This court has considered the fact that the accused is 27 years old, however, as stated in the matter of S v Matyityi,6 the Supreme Court of Appeal held that:

‘at the age of 27 the respondent could hardly be described as a callow youth. At best for him his chronological age was a neutral factor’. As a result, this Court finds there are no substantial and compelling circumstances present in respect to the accused on count two and five that warrants a departure from the prescribed statutory sentences.


[19] The accused has been in custody for more than a year, but as stated in the matter of DPP v Gcwala,7 the Supreme Court of Appeal held that the period in detention pre-sentencing is but one of the factors that should be taken into account in determining whether the effective period of imprisonment to be imposed is justified and whether it is proportionate to the crimes committed. It was further stated in this case that the test is not whether on its own that period of detention constitutes a substantial and compelling circumstance, but whether the effective sentence proposed is proportionate to the crimes and whether the sentence in all the circumstances, including the period spent in detention prior to conviction and sentence is a just one. This Court finds the sentence of life imprisonment in respect to count two is a just sentence in the circumstances of this case.

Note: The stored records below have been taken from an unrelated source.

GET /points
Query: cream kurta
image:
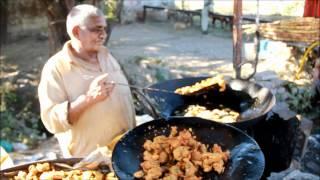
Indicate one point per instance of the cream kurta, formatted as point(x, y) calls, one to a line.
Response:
point(64, 78)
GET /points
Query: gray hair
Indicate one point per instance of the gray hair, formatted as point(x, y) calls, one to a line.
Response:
point(79, 15)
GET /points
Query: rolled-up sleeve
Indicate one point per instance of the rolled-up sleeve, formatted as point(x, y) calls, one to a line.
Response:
point(53, 100)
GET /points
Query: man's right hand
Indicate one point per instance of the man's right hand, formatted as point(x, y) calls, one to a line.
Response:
point(99, 89)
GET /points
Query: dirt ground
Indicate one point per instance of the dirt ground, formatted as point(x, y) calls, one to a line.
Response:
point(155, 51)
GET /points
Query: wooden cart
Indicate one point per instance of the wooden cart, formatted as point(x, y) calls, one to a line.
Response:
point(297, 31)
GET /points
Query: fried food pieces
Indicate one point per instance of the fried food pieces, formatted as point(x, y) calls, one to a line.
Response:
point(206, 83)
point(47, 171)
point(180, 155)
point(224, 115)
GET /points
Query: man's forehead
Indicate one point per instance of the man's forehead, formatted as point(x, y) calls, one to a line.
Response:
point(96, 21)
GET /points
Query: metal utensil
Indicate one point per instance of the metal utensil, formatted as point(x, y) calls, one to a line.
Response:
point(143, 88)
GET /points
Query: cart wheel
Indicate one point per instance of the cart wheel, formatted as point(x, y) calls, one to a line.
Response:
point(305, 57)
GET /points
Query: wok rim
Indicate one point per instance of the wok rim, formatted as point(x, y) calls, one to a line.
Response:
point(229, 81)
point(262, 161)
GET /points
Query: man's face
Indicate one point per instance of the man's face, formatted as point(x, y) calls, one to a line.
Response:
point(93, 34)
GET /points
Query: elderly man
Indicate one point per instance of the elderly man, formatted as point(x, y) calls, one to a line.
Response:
point(78, 103)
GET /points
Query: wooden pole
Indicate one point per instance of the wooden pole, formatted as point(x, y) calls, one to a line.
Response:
point(237, 36)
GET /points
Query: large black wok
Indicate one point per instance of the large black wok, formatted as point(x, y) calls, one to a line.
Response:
point(250, 99)
point(247, 160)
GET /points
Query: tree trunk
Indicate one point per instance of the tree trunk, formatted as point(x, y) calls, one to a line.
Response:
point(237, 36)
point(119, 9)
point(3, 21)
point(57, 12)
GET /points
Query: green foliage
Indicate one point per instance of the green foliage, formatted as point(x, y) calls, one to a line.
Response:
point(300, 99)
point(19, 121)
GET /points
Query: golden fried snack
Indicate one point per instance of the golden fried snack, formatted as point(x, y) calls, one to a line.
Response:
point(46, 171)
point(224, 115)
point(206, 83)
point(179, 156)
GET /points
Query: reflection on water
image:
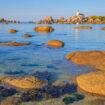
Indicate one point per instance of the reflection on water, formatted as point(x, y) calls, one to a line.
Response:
point(37, 57)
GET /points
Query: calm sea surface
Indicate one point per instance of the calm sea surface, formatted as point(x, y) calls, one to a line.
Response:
point(38, 57)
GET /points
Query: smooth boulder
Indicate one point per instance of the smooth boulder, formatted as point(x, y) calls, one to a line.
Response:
point(25, 82)
point(94, 59)
point(46, 28)
point(93, 82)
point(83, 27)
point(12, 31)
point(14, 44)
point(55, 43)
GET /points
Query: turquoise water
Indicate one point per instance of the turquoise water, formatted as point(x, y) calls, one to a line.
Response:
point(38, 57)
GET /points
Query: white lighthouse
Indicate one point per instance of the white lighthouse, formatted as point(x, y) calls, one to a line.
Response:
point(79, 14)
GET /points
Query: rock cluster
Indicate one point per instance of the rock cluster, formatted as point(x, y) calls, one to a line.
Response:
point(14, 44)
point(95, 59)
point(103, 28)
point(25, 82)
point(46, 28)
point(55, 43)
point(93, 82)
point(12, 31)
point(83, 27)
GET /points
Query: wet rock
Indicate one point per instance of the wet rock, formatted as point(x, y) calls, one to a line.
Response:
point(95, 59)
point(12, 100)
point(12, 31)
point(14, 44)
point(25, 82)
point(55, 43)
point(93, 82)
point(4, 92)
point(60, 83)
point(97, 102)
point(27, 35)
point(46, 28)
point(103, 28)
point(83, 27)
point(31, 95)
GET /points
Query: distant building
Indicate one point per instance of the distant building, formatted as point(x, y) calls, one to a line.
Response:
point(78, 14)
point(2, 19)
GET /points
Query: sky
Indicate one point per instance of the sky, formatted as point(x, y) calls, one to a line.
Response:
point(27, 10)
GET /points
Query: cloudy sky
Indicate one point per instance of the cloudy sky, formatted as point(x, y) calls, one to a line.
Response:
point(35, 9)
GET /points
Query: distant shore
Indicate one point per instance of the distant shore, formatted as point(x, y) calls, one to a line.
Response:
point(62, 20)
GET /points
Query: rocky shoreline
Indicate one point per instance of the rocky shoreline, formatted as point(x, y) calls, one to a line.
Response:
point(42, 88)
point(71, 20)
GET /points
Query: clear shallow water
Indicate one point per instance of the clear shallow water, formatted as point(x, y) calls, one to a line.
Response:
point(37, 57)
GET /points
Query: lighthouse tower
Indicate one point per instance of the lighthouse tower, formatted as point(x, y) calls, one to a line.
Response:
point(78, 13)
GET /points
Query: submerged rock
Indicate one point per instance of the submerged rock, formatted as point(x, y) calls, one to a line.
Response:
point(103, 28)
point(25, 82)
point(95, 59)
point(12, 100)
point(46, 28)
point(56, 43)
point(93, 82)
point(12, 31)
point(27, 35)
point(14, 44)
point(83, 27)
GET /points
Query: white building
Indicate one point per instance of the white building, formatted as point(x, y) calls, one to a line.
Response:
point(78, 14)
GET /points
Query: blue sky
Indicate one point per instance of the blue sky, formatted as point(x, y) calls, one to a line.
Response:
point(34, 9)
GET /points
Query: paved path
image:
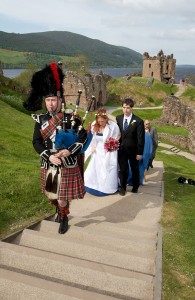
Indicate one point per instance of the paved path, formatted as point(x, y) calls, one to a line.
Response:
point(112, 250)
point(174, 150)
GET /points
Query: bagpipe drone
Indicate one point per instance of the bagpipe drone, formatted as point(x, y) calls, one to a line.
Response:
point(66, 137)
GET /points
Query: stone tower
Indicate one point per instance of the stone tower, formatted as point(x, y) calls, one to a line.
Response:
point(160, 67)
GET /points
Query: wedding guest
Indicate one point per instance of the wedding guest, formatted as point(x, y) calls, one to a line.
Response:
point(153, 132)
point(101, 175)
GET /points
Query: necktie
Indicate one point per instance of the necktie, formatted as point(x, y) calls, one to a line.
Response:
point(125, 125)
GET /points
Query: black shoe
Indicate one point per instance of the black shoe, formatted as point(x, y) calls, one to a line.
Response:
point(122, 192)
point(57, 215)
point(57, 218)
point(134, 190)
point(63, 225)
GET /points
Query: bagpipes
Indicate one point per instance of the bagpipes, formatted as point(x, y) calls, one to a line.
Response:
point(66, 137)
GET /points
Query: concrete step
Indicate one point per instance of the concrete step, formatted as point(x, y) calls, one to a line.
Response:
point(61, 245)
point(81, 274)
point(129, 228)
point(14, 285)
point(103, 239)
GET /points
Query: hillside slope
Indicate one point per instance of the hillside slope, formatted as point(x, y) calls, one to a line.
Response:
point(64, 43)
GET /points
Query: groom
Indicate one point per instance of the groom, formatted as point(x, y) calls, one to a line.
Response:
point(131, 145)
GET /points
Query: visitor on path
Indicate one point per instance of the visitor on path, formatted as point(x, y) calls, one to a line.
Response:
point(101, 175)
point(153, 132)
point(131, 145)
point(144, 161)
point(61, 178)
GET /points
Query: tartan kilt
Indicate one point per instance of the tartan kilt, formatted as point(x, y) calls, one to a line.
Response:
point(71, 185)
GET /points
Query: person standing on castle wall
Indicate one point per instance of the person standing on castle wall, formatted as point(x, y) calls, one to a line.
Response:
point(153, 132)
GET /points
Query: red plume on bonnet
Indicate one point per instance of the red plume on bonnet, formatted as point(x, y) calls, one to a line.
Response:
point(46, 82)
point(56, 77)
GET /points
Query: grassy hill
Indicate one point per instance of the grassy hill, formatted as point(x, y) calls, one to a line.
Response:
point(64, 45)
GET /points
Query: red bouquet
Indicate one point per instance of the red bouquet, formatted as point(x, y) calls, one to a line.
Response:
point(111, 144)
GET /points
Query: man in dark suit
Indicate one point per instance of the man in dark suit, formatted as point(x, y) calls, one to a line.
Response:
point(131, 145)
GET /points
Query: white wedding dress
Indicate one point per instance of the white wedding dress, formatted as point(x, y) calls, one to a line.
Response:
point(101, 175)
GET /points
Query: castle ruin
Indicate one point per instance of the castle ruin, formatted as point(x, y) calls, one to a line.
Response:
point(89, 84)
point(160, 67)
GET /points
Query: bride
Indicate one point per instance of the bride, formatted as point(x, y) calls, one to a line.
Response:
point(101, 175)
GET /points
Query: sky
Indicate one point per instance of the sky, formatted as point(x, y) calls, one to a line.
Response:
point(141, 25)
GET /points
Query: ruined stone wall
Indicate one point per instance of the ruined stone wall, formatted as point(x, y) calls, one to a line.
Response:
point(152, 68)
point(182, 115)
point(160, 67)
point(89, 84)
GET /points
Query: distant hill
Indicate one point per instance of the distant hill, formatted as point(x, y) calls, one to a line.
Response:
point(67, 44)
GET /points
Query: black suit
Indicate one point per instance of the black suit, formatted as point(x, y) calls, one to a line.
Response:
point(131, 144)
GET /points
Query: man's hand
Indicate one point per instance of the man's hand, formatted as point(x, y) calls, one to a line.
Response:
point(55, 160)
point(63, 153)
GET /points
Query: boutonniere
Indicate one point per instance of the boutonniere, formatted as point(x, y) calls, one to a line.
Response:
point(134, 121)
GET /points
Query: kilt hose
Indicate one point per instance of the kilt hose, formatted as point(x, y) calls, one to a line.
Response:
point(80, 161)
point(71, 185)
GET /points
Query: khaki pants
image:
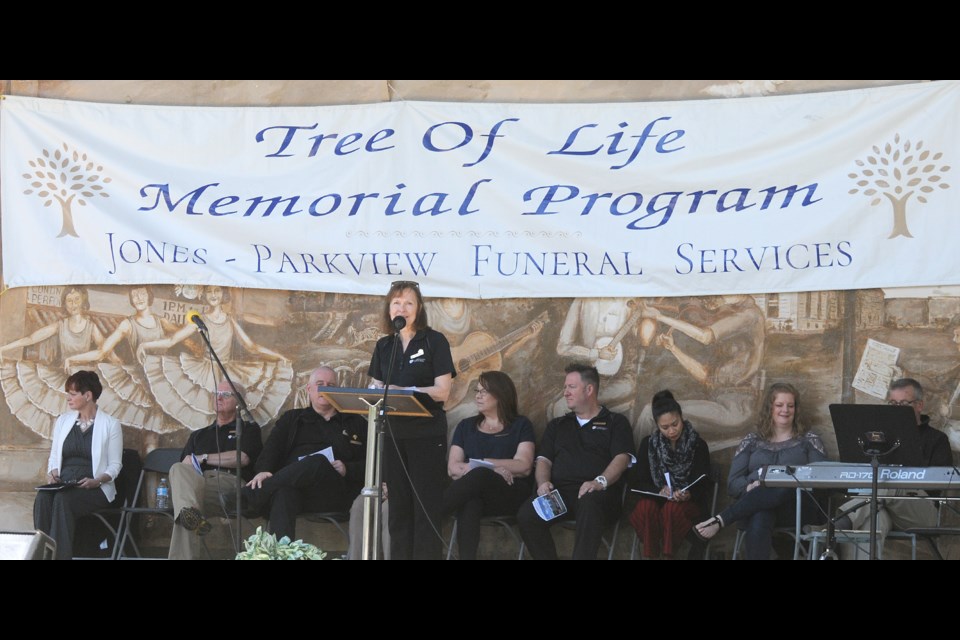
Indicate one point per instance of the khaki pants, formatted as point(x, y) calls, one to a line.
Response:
point(891, 514)
point(208, 493)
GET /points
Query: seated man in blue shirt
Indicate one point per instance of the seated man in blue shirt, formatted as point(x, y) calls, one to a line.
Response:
point(581, 455)
point(294, 474)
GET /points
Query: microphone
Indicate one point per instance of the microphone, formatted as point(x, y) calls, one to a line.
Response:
point(194, 317)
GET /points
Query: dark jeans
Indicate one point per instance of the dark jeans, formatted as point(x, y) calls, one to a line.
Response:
point(592, 512)
point(482, 492)
point(312, 484)
point(56, 514)
point(763, 509)
point(415, 522)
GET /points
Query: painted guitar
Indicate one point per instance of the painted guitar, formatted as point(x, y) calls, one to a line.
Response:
point(480, 352)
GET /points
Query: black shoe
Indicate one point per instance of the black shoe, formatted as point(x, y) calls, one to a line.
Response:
point(191, 519)
point(715, 521)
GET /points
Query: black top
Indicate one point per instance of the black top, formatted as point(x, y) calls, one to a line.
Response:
point(701, 492)
point(499, 446)
point(300, 432)
point(77, 455)
point(425, 358)
point(582, 453)
point(214, 439)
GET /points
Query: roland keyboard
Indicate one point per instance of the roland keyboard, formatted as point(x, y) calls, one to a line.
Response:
point(843, 475)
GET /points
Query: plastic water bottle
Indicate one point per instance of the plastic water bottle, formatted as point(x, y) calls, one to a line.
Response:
point(163, 494)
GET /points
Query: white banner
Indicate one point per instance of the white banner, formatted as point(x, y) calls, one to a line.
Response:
point(824, 191)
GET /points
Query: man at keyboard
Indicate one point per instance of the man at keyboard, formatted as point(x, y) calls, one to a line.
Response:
point(901, 514)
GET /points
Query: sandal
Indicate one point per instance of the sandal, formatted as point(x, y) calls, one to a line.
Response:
point(699, 530)
point(191, 519)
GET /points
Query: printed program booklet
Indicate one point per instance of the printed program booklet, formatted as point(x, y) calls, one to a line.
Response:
point(549, 506)
point(660, 495)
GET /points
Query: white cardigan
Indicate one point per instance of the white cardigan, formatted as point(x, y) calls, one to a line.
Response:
point(106, 449)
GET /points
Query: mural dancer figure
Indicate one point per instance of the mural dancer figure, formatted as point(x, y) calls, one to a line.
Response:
point(126, 395)
point(474, 351)
point(34, 390)
point(184, 384)
point(594, 330)
point(734, 327)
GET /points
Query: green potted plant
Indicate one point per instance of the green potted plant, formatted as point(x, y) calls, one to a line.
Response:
point(265, 546)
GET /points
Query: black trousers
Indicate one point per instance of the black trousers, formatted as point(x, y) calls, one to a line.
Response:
point(56, 514)
point(482, 492)
point(415, 527)
point(592, 512)
point(312, 484)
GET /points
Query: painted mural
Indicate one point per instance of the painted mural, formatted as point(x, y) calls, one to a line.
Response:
point(717, 354)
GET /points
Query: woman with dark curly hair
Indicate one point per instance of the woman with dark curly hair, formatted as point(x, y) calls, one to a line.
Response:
point(86, 456)
point(675, 451)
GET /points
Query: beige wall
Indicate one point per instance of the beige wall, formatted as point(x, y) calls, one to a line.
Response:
point(813, 340)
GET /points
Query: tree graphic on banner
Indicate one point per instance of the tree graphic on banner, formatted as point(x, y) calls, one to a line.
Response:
point(67, 178)
point(897, 173)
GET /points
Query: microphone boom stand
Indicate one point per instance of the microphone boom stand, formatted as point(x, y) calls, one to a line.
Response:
point(372, 512)
point(241, 408)
point(875, 438)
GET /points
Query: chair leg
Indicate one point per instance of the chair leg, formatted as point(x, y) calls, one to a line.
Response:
point(453, 536)
point(736, 545)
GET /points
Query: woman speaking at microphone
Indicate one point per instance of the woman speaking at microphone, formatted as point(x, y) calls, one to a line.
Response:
point(414, 460)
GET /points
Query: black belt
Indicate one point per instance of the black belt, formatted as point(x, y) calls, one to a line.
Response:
point(223, 470)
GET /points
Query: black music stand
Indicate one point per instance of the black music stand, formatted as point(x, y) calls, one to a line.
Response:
point(400, 402)
point(855, 426)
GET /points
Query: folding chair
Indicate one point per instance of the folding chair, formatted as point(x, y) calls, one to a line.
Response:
point(111, 518)
point(509, 523)
point(336, 518)
point(794, 531)
point(157, 462)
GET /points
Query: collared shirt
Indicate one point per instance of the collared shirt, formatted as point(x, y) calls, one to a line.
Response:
point(223, 438)
point(426, 357)
point(581, 453)
point(302, 432)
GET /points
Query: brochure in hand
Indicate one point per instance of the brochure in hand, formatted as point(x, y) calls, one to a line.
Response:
point(660, 495)
point(549, 506)
point(56, 486)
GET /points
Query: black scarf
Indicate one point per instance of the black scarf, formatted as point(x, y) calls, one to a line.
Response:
point(664, 457)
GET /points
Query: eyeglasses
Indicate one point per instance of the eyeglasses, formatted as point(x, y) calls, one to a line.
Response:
point(901, 403)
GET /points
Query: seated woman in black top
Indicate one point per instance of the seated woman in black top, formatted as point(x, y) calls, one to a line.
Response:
point(504, 441)
point(677, 452)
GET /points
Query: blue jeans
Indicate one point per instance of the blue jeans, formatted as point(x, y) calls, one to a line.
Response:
point(763, 509)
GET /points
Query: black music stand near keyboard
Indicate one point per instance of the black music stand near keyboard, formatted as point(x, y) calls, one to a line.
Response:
point(871, 427)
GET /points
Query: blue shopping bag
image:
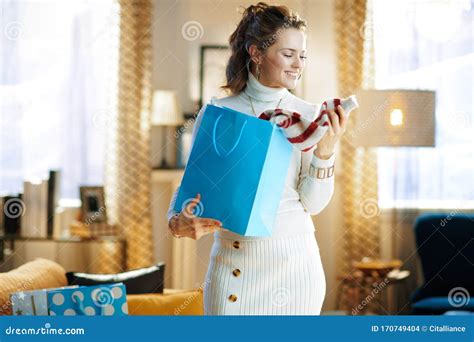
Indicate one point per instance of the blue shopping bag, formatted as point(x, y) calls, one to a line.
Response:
point(101, 300)
point(239, 164)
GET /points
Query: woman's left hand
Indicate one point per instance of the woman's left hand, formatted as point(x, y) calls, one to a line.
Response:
point(337, 127)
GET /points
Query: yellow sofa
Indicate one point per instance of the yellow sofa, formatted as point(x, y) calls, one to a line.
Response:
point(43, 273)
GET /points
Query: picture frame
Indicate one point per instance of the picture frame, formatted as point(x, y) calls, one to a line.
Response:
point(93, 207)
point(214, 60)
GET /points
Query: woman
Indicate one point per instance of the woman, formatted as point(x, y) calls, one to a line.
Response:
point(281, 274)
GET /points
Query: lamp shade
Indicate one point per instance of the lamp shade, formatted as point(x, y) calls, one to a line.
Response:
point(395, 117)
point(166, 110)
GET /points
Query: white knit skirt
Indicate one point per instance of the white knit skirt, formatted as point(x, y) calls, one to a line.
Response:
point(265, 276)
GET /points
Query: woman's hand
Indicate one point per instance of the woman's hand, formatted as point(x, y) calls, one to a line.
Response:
point(337, 127)
point(186, 224)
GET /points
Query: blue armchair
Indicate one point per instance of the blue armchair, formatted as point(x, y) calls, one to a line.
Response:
point(445, 245)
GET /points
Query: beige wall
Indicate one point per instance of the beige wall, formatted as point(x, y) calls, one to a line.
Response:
point(176, 66)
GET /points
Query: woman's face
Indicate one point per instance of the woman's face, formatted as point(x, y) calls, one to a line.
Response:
point(284, 61)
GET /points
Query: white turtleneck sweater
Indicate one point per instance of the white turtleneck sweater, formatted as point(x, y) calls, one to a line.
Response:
point(303, 195)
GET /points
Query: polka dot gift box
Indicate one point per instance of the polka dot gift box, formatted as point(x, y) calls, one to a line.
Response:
point(103, 300)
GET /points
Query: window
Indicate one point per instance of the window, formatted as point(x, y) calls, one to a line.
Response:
point(428, 45)
point(58, 61)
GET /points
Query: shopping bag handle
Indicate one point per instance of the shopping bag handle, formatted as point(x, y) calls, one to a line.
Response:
point(214, 138)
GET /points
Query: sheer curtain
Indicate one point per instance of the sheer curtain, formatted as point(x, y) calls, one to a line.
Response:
point(57, 61)
point(429, 45)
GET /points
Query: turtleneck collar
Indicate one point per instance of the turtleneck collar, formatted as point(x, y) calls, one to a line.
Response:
point(259, 92)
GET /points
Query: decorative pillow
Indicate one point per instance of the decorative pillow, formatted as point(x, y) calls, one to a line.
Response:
point(34, 275)
point(143, 280)
point(183, 303)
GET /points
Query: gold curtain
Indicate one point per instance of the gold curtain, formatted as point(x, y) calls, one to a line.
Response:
point(358, 179)
point(128, 167)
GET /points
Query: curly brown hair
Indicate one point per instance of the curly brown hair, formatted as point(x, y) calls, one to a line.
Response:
point(260, 25)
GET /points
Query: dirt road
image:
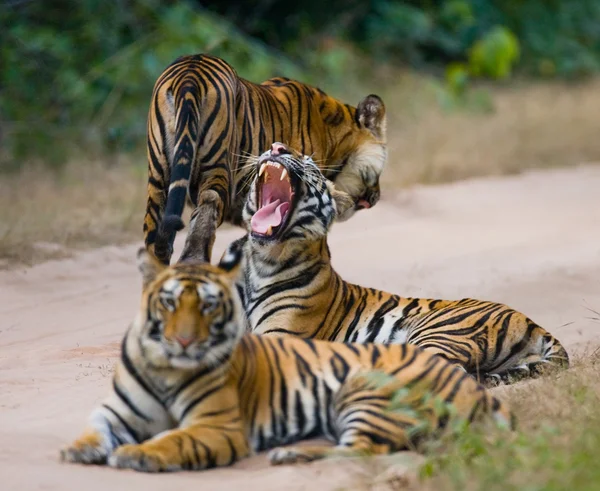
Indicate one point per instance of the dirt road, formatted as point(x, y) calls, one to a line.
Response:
point(532, 241)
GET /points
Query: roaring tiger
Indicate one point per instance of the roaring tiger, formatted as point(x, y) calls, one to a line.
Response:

[20] In the result, the accused is sentenced to the following sentences:

(a) Life imprisonment in respect to count two.

(b) Ten (10) years imprisonment in respect to count three.

(c) Fifteen years imprisonment in respect to count five.

(d) Six (6) months imprisonment in respect to count six.

The court orders that the sentences imposed on count three, five and six run concurrently with the sentence imposed on count two. In terms of section 103 of the Firearms Control Act 60 of 2000, the accused is declared unfit to possess a firearm.




_______________________

D DOSIO

JUDGE OF THE HIGH COURT

JOHANNESBURG





























Date Heard: 02 August 2023

Judgment handed down: 14 August 2023


Appearances:


On behalf of the State: Adv C. Ryan

On behalf of the Accused: Adv M. Mzamane

1 S v Msimanga and Another 2005 (1) SACR 377 (A).

2 S v Malgas 2001 (1) SACR 469 SCA.

3 Ibid para i

4 S v Matyityi 2011 (1) SACR 40 SCA.

5 Ibid para 24.

6 Ibid.

7 DPP v Gcwala (295/13) [2014] ZASCA 44 (31 March 2014).